In [1]:
import pandas as pd

In [2]:
df = pd.read_csv("nba_games.csv", index_col=0)

In [3]:
df = df.sort_values("date")
df = df.reset_index(drop = True)

In [4]:
del df["mp.1"]
del df["mp_opp.1"]
del df["index_opp"]

In [5]:
def add_target(team):
    team["target"] = team["won"].shift(-1)
    return team

df = df.groupby("team", group_keys=False).apply(add_target)

In [6]:
df["target"][pd.isnull(df["target"])] = 2

A value is trying to be set on a copy of a slice from a DataFrame

See the caveats in the documentation: https://pandas.pydata.org/pandas-docs/stable/user_guide/indexing.html#returning-a-view-versus-a-copy
  df["target"][pd.isnull(df["target"])] = 2


In [7]:
df["target"] = df["target"].astype(int, errors="ignore")

In [8]:
df["won"].value_counts()

True     10540
False    10540
Name: won, dtype: int64

In [9]:
df["target"].value_counts()

1    10525
0    10525
2       30
Name: target, dtype: int64

In [10]:
nulls = pd.isnull(df)

In [11]:
nulls = nulls.sum()

In [12]:
nulls = nulls[nulls > 0]

In [13]:
valid_columns = df.columns[~df.columns.isin(nulls.index)]

In [14]:
df = df[valid_columns].copy()

In [15]:
from sklearn.model_selection import TimeSeriesSplit
from sklearn.feature_selection import SequentialFeatureSelector
from sklearn.linear_model import RidgeClassifier

rr = RidgeClassifier(alpha=1)
split = TimeSeriesSplit(n_splits=3)
sfs = SequentialFeatureSelector(rr, n_features_to_select=30, direction="forward", cv=split)

In [16]:
removed_columns = ["season", "date", "won", "target", "team", "team_opp"]
selected_columns = df.columns[~df.columns.isin(removed_columns)]

In [17]:
from sklearn.preprocessing import MinMaxScaler

scaler = MinMaxScaler()
df[selected_columns] = scaler.fit_transform(df[selected_columns])

In [18]:
sfs.fit(df[selected_columns], df["target"])

In [19]:
predictors = list(selected_columns[sfs.get_support()])

In [20]:
def backtest(data, model, predictors, start=2, step=1):
    all_predictions = []
    seasons = sorted(data["season"].unique())

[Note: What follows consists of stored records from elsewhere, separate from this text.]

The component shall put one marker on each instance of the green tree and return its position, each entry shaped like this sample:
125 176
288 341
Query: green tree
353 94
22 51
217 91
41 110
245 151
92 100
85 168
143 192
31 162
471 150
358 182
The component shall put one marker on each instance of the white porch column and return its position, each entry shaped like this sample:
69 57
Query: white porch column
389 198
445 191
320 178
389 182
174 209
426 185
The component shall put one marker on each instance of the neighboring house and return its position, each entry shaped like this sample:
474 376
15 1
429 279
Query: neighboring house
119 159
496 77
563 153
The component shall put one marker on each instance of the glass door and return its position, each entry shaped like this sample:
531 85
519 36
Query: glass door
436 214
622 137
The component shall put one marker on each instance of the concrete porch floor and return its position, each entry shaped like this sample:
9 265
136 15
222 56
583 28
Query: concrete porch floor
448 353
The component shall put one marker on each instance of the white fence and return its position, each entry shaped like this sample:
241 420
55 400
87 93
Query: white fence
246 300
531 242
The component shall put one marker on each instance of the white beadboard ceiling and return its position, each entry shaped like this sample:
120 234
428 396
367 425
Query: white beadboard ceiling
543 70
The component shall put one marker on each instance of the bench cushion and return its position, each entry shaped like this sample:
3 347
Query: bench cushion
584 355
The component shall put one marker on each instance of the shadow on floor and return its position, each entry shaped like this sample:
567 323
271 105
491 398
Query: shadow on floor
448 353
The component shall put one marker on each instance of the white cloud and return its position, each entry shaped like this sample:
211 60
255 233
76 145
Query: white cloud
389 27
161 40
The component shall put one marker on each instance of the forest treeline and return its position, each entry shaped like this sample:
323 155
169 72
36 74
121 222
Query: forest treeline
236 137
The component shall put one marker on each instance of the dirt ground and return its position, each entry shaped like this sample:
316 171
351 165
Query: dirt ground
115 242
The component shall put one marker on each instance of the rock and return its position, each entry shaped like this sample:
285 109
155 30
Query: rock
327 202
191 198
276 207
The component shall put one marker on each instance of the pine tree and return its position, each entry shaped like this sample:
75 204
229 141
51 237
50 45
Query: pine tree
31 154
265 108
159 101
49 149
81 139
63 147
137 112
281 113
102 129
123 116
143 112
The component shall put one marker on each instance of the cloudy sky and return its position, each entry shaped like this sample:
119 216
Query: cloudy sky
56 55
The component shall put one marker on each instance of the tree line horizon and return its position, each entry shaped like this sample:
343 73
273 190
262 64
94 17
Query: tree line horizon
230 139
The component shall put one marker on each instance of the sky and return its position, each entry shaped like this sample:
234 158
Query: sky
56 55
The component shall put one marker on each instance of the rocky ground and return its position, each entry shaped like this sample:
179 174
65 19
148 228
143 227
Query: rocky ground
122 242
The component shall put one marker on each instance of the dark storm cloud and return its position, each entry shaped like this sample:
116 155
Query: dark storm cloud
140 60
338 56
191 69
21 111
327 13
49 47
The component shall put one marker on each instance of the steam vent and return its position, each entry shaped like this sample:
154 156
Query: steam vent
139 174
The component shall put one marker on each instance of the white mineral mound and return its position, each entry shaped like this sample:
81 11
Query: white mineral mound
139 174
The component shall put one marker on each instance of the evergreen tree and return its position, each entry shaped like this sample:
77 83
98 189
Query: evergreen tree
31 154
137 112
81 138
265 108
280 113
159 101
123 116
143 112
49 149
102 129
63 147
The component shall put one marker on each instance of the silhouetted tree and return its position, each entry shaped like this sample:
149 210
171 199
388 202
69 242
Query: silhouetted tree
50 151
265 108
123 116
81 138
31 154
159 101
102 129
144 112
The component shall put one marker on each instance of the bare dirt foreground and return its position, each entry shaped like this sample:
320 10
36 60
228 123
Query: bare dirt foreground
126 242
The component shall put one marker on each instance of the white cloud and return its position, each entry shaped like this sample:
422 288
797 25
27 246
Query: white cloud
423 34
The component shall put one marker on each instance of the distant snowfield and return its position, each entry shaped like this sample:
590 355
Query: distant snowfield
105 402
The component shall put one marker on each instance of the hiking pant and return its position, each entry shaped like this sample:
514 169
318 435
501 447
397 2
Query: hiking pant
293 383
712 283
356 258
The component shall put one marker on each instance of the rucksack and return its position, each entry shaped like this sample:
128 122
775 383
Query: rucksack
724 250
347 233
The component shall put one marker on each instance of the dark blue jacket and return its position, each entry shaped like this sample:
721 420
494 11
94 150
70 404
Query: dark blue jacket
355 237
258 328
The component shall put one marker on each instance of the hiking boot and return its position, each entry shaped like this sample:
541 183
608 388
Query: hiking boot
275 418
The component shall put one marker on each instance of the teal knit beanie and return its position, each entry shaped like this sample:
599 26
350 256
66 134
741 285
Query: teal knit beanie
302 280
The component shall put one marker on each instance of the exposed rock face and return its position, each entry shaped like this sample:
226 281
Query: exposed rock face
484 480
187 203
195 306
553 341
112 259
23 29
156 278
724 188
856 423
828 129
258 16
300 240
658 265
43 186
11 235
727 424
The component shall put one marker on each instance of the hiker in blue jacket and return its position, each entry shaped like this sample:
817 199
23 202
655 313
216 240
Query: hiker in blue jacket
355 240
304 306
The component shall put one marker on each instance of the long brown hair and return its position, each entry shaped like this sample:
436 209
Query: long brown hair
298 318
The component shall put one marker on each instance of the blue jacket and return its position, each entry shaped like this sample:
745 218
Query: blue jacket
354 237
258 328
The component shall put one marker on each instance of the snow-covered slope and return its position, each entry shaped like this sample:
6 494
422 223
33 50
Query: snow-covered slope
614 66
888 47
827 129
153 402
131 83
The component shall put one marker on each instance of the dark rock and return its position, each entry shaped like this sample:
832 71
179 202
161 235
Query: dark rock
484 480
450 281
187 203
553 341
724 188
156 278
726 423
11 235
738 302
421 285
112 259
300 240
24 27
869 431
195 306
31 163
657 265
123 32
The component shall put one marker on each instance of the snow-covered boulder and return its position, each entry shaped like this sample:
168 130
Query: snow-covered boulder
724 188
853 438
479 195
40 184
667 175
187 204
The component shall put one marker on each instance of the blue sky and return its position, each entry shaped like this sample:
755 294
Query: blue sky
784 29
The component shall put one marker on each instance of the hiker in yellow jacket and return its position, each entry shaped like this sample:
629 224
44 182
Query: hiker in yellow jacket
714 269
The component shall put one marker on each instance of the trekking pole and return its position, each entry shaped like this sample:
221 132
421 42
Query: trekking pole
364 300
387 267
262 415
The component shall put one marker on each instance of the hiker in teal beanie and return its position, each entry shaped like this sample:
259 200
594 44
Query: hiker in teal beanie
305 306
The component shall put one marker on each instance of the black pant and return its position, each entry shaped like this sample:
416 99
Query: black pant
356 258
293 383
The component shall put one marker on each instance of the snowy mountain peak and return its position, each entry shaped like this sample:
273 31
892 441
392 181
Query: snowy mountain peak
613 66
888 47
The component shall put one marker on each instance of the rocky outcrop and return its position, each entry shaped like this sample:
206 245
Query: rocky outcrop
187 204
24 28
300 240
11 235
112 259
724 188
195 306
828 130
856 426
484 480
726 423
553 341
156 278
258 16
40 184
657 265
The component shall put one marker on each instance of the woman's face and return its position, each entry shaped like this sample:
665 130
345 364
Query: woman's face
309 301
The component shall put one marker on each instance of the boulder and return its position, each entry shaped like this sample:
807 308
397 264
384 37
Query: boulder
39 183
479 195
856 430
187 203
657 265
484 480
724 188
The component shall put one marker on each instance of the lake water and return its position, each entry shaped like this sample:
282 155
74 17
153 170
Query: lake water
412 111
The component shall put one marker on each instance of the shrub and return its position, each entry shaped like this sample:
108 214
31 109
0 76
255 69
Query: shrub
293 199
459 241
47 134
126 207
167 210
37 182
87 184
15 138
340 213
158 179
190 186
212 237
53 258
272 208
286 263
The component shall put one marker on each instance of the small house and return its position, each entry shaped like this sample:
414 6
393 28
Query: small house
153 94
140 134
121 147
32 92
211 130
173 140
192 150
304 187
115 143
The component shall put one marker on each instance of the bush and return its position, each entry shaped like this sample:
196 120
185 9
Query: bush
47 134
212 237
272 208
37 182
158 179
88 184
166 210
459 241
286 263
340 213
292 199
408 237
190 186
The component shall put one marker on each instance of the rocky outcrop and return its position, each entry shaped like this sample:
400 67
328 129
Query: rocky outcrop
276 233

    for i in range(start, len(seasons), step):
        season = seasons[i]

        train = data[data["season"] < season]
        test = data[data["season"] == season]

        model.fit(train[predictors], train["target"])

        preds = model.predict(test[predictors])
        preds = pd.Series(preds, index=test.index)

        combined = pd.concat([test["target"], preds], axis=1)

        combined.columns = ["actual", "prediction"]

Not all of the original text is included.